One of the highlights of the DataOps Unleashed 2022 virtual conference was a roundtable panel discussion on building versus buying when it comes to your data stack. Build versus buy is a question for all layers of the enterprise infrastructure stack. But in the last five years — even in just the last year alone — it’s hard to think of a part of IT that has seen more dramatic change than that of the modern data stack.
These transformations shape how today’s businesses engage and work with data. Moderated by Lightspeed Venture Partners’ Nnamdi Iregbulem, the panel’s three conversation partners — Andrei Lopatenko, VP of Engineering at Zillow; Gokul Prabagaren, Software Engineering Manager at Capital One; and Aaron Richter, Data Engineer at Squarespace — weighed in on the build versus buy question and walked us through their thoughts:
- What motivates companies to build instead of buy?
- How do particular technologies and/or goals affect their decision?
These issues and other considerations were discussed. A few of the highlights follow, but the entire session is available on demand here.
What are the key variables to consider when deciding whether to build or buy in the data stack?
Gokul: I think the things which we probably consider most are what kind of customization a particular product offers or what we uniquely need. Then there are the cases in which we may need unique data schemas and formats to ingest the data. We must consider how much control we have of the product and also our processing and regulatory needs. We have to ask how we will be able to answer those kinds of questions if we are building in-house or choosing to adopt an outsourced product.
Aaron: Thinking from the organizational perspective, there are a few factors that come from just purchasing or choosing to invest in something. Money is always a factor. It’s going to depend on the organization and how much you’re willing to invest.
Beyond that a key factor is the expertise of the organization or the team. If a company has only a handful of analysts doing the heavy-lifting data work, to go in and build an orchestration tool would take them away from their focus and their expertise of providing insights to the business.
Andrei: Another important thing to consider is the quality of the solution. Not all the data products on the market have high quality from different points of view. So sometimes it makes sense to build something, to narrow the focus of the product. Compatibility with your operations environment is another crucial consideration when choosing build versus buy.
What’s the more compelling consideration: saving headcount or increasing productivity of the existing headcount?
Aaron: In general, everybody’s oversubscribed, right? Everybody always has too much work to do. And we don’t have enough people to accomplish that work. From my perspective, the compelling part is, we’re going to make you more efficient, we’re going to give you fewer headaches, and you’ll have fewer things to manage.
Gokul: I probably feel the same. It depends more on where we want to invest and if we’re ready to change where we’re investing: upfront costs or running costs.
Andrei: And development costs: do we want to buy this, or invest in building? And again, consider the human equation. It’s not just the number of people in your headcount. Maybe you have a small number of engineers, but then you have to invest more of their time into data science or data engineering or analytics. Saving time is a significant factor when making these choices.

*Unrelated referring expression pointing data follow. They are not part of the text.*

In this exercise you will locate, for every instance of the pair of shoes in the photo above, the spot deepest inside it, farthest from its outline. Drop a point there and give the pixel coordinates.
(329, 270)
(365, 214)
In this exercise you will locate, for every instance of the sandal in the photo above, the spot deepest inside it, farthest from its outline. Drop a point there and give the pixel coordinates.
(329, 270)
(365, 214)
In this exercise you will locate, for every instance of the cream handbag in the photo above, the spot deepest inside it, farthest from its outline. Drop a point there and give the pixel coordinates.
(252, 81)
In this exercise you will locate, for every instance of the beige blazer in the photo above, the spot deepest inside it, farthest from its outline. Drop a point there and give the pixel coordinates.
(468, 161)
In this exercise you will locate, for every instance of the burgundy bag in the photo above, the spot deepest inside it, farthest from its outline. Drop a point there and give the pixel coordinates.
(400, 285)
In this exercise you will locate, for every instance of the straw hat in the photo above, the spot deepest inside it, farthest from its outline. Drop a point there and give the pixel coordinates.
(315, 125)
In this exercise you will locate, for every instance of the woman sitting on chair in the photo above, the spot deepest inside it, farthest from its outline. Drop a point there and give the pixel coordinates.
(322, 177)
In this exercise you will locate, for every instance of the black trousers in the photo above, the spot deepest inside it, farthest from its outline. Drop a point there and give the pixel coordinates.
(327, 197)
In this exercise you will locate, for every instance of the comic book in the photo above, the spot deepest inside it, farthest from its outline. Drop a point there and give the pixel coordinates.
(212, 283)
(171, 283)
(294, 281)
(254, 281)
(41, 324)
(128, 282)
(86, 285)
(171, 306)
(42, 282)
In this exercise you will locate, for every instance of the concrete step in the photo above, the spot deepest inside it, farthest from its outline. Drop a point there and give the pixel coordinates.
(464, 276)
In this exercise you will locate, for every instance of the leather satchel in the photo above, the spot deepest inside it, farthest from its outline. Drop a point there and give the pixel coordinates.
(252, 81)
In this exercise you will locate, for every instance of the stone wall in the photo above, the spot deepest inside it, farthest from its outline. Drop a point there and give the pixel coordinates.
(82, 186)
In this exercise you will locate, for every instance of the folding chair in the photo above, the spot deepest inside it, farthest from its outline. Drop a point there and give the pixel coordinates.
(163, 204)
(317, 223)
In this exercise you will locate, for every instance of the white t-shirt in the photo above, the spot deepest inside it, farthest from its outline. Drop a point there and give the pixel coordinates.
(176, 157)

How does the decision matrix change when the cloud becomes part of the consideration set in terms of build versus buy?
Gokul: I feel like it’s trending towards a place where it’s more managed. That may not be the same question as build or buy. But it skews more towards the manage option, because of that compatibility, where all these things are available within the same ecosystem.

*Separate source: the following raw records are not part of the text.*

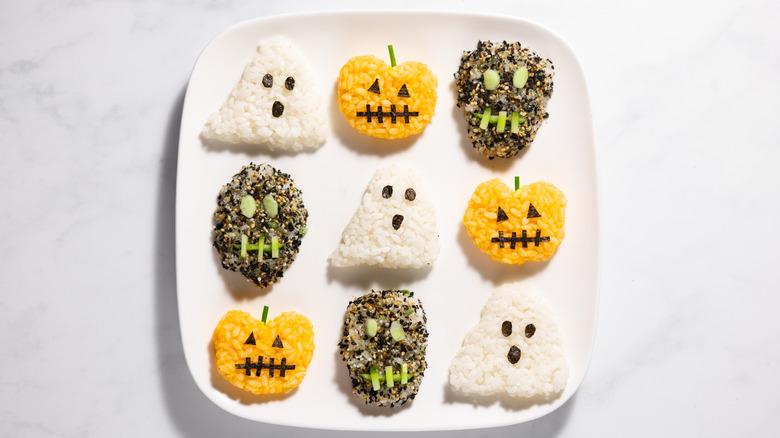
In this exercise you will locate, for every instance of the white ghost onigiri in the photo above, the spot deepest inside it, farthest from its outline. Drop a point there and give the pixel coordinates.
(515, 349)
(395, 225)
(276, 103)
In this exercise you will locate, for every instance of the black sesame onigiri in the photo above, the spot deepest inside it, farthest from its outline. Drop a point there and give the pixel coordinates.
(383, 345)
(503, 89)
(259, 223)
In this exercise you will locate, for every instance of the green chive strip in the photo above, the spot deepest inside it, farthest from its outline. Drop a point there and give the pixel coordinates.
(501, 124)
(244, 241)
(374, 378)
(485, 119)
(397, 377)
(392, 54)
(515, 123)
(256, 246)
(389, 378)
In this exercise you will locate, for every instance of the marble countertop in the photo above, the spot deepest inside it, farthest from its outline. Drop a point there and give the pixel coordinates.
(685, 105)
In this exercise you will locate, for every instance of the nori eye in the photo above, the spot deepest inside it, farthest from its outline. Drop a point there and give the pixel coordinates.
(533, 212)
(374, 87)
(387, 191)
(530, 329)
(501, 215)
(506, 328)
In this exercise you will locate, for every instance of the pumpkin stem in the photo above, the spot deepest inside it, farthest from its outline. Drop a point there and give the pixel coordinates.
(392, 55)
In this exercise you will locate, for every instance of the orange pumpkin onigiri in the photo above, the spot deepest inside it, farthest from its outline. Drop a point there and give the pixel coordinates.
(516, 227)
(386, 101)
(263, 358)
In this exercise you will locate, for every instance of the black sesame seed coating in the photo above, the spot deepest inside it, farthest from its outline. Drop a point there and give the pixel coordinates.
(360, 351)
(530, 102)
(289, 225)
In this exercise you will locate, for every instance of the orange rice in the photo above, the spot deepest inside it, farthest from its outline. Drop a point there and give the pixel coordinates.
(360, 73)
(482, 225)
(230, 335)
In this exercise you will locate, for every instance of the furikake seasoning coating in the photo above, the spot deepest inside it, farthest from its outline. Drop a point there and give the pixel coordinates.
(383, 345)
(259, 223)
(503, 89)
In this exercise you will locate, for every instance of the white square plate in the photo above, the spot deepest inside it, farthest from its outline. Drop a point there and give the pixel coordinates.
(333, 179)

Aaron: I think about it in terms of a cloud data warehouse: some kind of processing tool, like dbt; and then some kind of orchestration tool, like Airflow or Prefect; and there’s probably one pillar on that side, where you would never think to build it yourself. And that’s the cloud data warehouse. So you’re now kind of always going to be paying for a cloud vendor, whether it’s Snowflake or BigQuery or something of that nature.
So you already have your foot in the door there, and you’re already buying, right? So then that opens the door now to buying more things, adding things on that integrate really easily. This approach helps the culture shift. If a culture is very build-oriented, this allows them to be more okay with buying things.
Andrei: Theoretically you want to have your infrastructure independent on cloud, but it never happens, for multiple reasons. Firstly, cloud company tools make integration work much easier. Second, of course, once you have to think about multi-cloud, you must address privacy and security concerns. In principle, it’s possible to be independent, but you’ll often run into a lot of technical problems. There are multiple different factors when cloud becomes key in deciding what you will make and what tools to use.